Hay una disciplina en la filosofía que, pese a su extrema importancia, parece subestimada, como si tuviera un papel menor que otras ramas filosóficas. Sin el aura de la epistemología, sin el misterio de la metafísica y sin la complejidad de la política, la ética siempre ha parecido quedar en un menor segundo plano. Y, sin embargo, es probablemente la más importante de todas las disciplinas de que se ocupa la filosofía.
La ética, del griego ethikós, es ni más ni menos que el arte de vivir bien. De comprender qué es bueno y qué no lo es. Y por qué. Qué nos conviene y qué no. El estudio moral de las reglas que ha de poseer el ser humano para ejercer un comportamiento deseable y virtuoso que le lleve, finalmente, a la felicidad en vida. ¿Y acaso hay una respuesta que debiéramos buscar con mayor ahínco que esa?
¿Cómo debo vivir para hacerlo con plenitud?
Allá por los tiempos de la antigua Grecia ya existieron algunas cabezas que decidieron dejar de pensar por un rato en la astrología y los problemas de la composición de la materia para fijar su mirada en algo más cercano y a su alcance: cómo vivir del modo correcto. Con este simple pensamiento nació la ética, una de las ramas más importantes de la filosofía y cuyo desarrollo ha sido un continuo ir y venir, desde entonces, en la búsqueda –unas veces con más éxito, otras con menos– de la gran pregunta que ha atormentado a los seres humanos: ¿cómo he de vivir para hacerlo plenamente?
No es un tema baladí y mucho menos uno con una respuesta clara. Solo hemos de fijarnos en las decenas de teorías respecto a la misma que han defendido los diferentes filósofos a lo largo de la historia. Unos basaban la ética en el placer, otros en la virtud, otros en el bienestar de la mayoría… Distintas interpretaciones que, en realidad, tratan de dar solución al mismo problema: conocer las pautas de acción y pensamiento que permitan al ser humano vivir bondadosamente, feliz y en paz.
Dos vertientes, infinidad de éticas
Dos han sido las grandes ramas que han distinguido la ética, compuestas, a su vez, por un sinfín de teorías. Por un lado, encontramos la ética deontológica, que se centra básicamente en buscar un código, unas reglas comunes y aplicables a todas las situaciones para que el individuo o la sociedad tengan un marco moral al que atenerse. Un ejemplo de la misma serían los 10 mandamientos o el famoso imperativo categórico de Kant (“Actúa de manera que tu máxima puede convertirse en ley universal”. Es decir, por ejemplo, no robes si no quieres una sociedad llena de ladrones). De este modo, todo hombre o mujer puede agarrarse a unos principios morales que son invariables, determinando claramente qué actuaciones son buenas y cuáles no.

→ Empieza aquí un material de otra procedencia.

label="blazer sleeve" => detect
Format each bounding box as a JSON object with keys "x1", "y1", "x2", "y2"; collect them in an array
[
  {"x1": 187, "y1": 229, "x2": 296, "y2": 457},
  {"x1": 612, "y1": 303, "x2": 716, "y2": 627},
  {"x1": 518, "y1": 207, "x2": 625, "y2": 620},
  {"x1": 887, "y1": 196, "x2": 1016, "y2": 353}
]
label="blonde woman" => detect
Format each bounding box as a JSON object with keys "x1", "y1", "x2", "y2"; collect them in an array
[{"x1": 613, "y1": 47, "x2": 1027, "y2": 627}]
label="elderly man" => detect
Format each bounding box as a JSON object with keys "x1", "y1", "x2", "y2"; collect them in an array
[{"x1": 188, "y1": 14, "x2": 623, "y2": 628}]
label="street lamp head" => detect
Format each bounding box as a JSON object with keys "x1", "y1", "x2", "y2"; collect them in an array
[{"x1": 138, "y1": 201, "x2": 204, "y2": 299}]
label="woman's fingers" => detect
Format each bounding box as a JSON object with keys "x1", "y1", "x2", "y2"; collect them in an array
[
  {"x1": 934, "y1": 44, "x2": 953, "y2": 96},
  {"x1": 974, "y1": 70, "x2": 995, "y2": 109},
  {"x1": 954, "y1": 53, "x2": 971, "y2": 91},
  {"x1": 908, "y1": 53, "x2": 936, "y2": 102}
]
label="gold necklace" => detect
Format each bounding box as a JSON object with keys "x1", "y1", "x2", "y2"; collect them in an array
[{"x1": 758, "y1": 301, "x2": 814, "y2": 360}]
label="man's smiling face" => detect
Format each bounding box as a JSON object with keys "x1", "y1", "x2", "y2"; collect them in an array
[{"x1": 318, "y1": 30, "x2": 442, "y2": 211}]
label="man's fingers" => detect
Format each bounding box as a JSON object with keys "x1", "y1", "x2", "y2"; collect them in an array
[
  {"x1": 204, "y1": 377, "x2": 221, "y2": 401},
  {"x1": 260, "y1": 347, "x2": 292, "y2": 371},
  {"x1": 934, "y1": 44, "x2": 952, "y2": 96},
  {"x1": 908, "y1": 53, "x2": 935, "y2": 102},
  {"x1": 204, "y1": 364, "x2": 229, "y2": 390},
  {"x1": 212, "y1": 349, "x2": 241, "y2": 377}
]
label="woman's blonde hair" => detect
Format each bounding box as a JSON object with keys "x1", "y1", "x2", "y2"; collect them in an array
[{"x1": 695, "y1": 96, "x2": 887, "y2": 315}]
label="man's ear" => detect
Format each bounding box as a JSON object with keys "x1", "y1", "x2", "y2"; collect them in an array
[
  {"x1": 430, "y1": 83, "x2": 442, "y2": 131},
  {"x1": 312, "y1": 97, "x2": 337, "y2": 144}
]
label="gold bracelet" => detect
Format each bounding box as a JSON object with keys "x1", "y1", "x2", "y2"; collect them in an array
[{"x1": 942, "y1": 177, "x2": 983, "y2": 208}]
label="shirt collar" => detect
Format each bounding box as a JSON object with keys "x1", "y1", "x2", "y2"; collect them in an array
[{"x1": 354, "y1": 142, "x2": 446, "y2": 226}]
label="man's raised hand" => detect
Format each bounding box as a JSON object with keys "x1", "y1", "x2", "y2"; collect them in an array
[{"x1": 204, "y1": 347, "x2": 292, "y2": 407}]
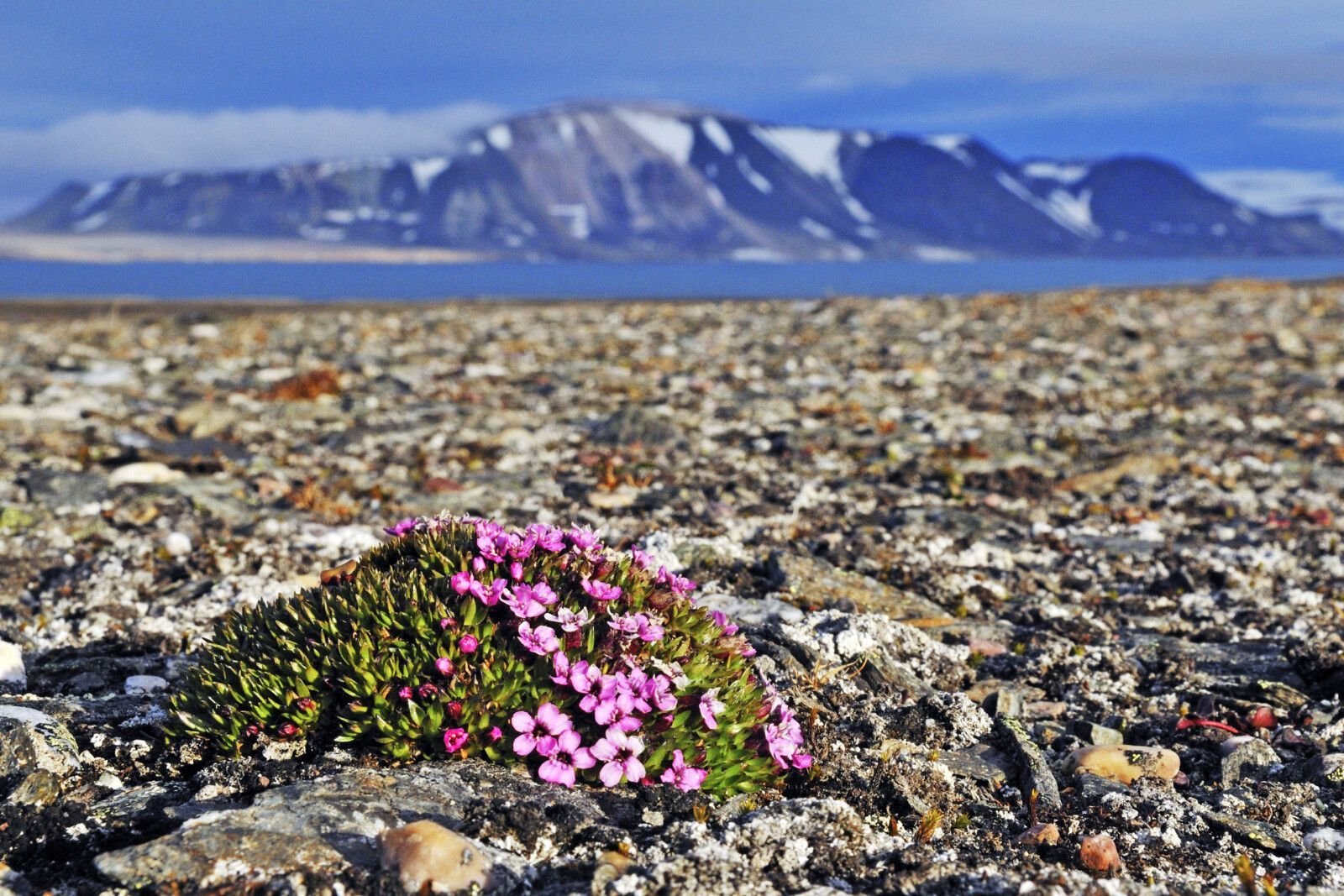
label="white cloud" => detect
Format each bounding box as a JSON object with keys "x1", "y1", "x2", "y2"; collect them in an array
[
  {"x1": 1199, "y1": 168, "x2": 1344, "y2": 233},
  {"x1": 0, "y1": 102, "x2": 502, "y2": 217}
]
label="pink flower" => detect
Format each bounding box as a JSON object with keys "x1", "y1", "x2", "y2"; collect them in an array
[
  {"x1": 536, "y1": 730, "x2": 596, "y2": 787},
  {"x1": 517, "y1": 622, "x2": 560, "y2": 656},
  {"x1": 701, "y1": 688, "x2": 727, "y2": 731},
  {"x1": 546, "y1": 607, "x2": 591, "y2": 631},
  {"x1": 570, "y1": 659, "x2": 602, "y2": 698},
  {"x1": 566, "y1": 525, "x2": 602, "y2": 553},
  {"x1": 656, "y1": 567, "x2": 695, "y2": 596},
  {"x1": 590, "y1": 728, "x2": 643, "y2": 787},
  {"x1": 660, "y1": 750, "x2": 710, "y2": 791},
  {"x1": 710, "y1": 610, "x2": 738, "y2": 634},
  {"x1": 527, "y1": 522, "x2": 564, "y2": 553},
  {"x1": 475, "y1": 525, "x2": 509, "y2": 563},
  {"x1": 504, "y1": 582, "x2": 559, "y2": 619},
  {"x1": 640, "y1": 676, "x2": 676, "y2": 712},
  {"x1": 580, "y1": 576, "x2": 621, "y2": 600},
  {"x1": 764, "y1": 704, "x2": 811, "y2": 768},
  {"x1": 509, "y1": 703, "x2": 574, "y2": 757}
]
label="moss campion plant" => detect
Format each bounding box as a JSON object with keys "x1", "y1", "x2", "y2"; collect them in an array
[{"x1": 170, "y1": 516, "x2": 811, "y2": 795}]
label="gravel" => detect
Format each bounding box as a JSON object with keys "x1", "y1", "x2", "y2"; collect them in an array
[{"x1": 0, "y1": 282, "x2": 1344, "y2": 896}]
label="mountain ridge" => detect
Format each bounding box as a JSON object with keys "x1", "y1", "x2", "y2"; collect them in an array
[{"x1": 12, "y1": 101, "x2": 1344, "y2": 260}]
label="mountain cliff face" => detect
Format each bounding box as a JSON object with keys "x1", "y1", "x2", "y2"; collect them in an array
[{"x1": 13, "y1": 103, "x2": 1344, "y2": 259}]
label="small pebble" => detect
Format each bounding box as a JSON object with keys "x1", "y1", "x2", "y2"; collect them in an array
[
  {"x1": 1017, "y1": 820, "x2": 1059, "y2": 846},
  {"x1": 1064, "y1": 744, "x2": 1180, "y2": 784},
  {"x1": 1078, "y1": 834, "x2": 1120, "y2": 874},
  {"x1": 125, "y1": 676, "x2": 168, "y2": 693},
  {"x1": 1302, "y1": 827, "x2": 1344, "y2": 853},
  {"x1": 383, "y1": 820, "x2": 491, "y2": 893},
  {"x1": 108, "y1": 461, "x2": 186, "y2": 488},
  {"x1": 164, "y1": 532, "x2": 191, "y2": 558},
  {"x1": 0, "y1": 641, "x2": 29, "y2": 688}
]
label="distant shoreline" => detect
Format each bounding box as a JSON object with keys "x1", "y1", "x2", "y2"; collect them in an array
[{"x1": 0, "y1": 228, "x2": 493, "y2": 265}]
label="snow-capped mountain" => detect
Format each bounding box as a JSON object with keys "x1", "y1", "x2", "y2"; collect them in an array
[{"x1": 13, "y1": 103, "x2": 1344, "y2": 259}]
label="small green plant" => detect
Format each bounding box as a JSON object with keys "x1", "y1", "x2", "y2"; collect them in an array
[{"x1": 168, "y1": 516, "x2": 811, "y2": 797}]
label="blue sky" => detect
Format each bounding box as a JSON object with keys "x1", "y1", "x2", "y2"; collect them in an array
[{"x1": 0, "y1": 0, "x2": 1344, "y2": 215}]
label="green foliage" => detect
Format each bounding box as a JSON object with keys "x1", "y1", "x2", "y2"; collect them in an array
[{"x1": 168, "y1": 517, "x2": 811, "y2": 795}]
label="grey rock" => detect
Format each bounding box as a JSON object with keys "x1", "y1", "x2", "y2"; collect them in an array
[
  {"x1": 1223, "y1": 737, "x2": 1279, "y2": 787},
  {"x1": 1306, "y1": 752, "x2": 1344, "y2": 784},
  {"x1": 94, "y1": 762, "x2": 601, "y2": 889},
  {"x1": 995, "y1": 716, "x2": 1063, "y2": 809},
  {"x1": 938, "y1": 744, "x2": 1015, "y2": 790},
  {"x1": 768, "y1": 551, "x2": 952, "y2": 622},
  {"x1": 0, "y1": 705, "x2": 79, "y2": 806},
  {"x1": 1070, "y1": 721, "x2": 1125, "y2": 744},
  {"x1": 1203, "y1": 810, "x2": 1302, "y2": 856},
  {"x1": 18, "y1": 470, "x2": 110, "y2": 508},
  {"x1": 979, "y1": 688, "x2": 1026, "y2": 719},
  {"x1": 589, "y1": 406, "x2": 680, "y2": 448},
  {"x1": 1074, "y1": 771, "x2": 1131, "y2": 804}
]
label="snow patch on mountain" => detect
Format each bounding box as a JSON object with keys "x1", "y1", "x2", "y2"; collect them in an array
[
  {"x1": 616, "y1": 109, "x2": 695, "y2": 165},
  {"x1": 70, "y1": 180, "x2": 112, "y2": 217},
  {"x1": 412, "y1": 156, "x2": 453, "y2": 193},
  {"x1": 995, "y1": 170, "x2": 1100, "y2": 239},
  {"x1": 486, "y1": 123, "x2": 513, "y2": 152},
  {"x1": 751, "y1": 128, "x2": 844, "y2": 183},
  {"x1": 701, "y1": 118, "x2": 732, "y2": 156},
  {"x1": 1021, "y1": 160, "x2": 1091, "y2": 184},
  {"x1": 738, "y1": 156, "x2": 774, "y2": 193},
  {"x1": 1198, "y1": 168, "x2": 1344, "y2": 233}
]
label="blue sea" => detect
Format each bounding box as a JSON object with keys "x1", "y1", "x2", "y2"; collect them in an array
[{"x1": 0, "y1": 258, "x2": 1344, "y2": 301}]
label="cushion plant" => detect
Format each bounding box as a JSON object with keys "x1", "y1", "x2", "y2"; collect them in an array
[{"x1": 170, "y1": 516, "x2": 811, "y2": 797}]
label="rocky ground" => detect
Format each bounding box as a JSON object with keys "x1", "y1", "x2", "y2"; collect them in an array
[{"x1": 0, "y1": 282, "x2": 1344, "y2": 894}]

Pero esto tiene un grave problema, pues la realidad es demasiado compleja para poder ser siempre reducida a una lista de directrices. ¿Podemos hacer que estas sean universales? ¿Es matar, por ejemplo, igual de malo a sangre fría que en legítima defensa? ¿Es maldad cometer un acto malo si de él se desprende un fin bueno? La deontología encuentra en esta y otras preguntas un duro escollo, no hallando más defensa que su coherencia y valor evolutivo –según los últimos estudios, la mayoría de las personas se inclina por este tipo de ética, por lo que ha debido ser biológicamente importante– aun mostrándose insuficiente para abarcar la complejidad del mundo.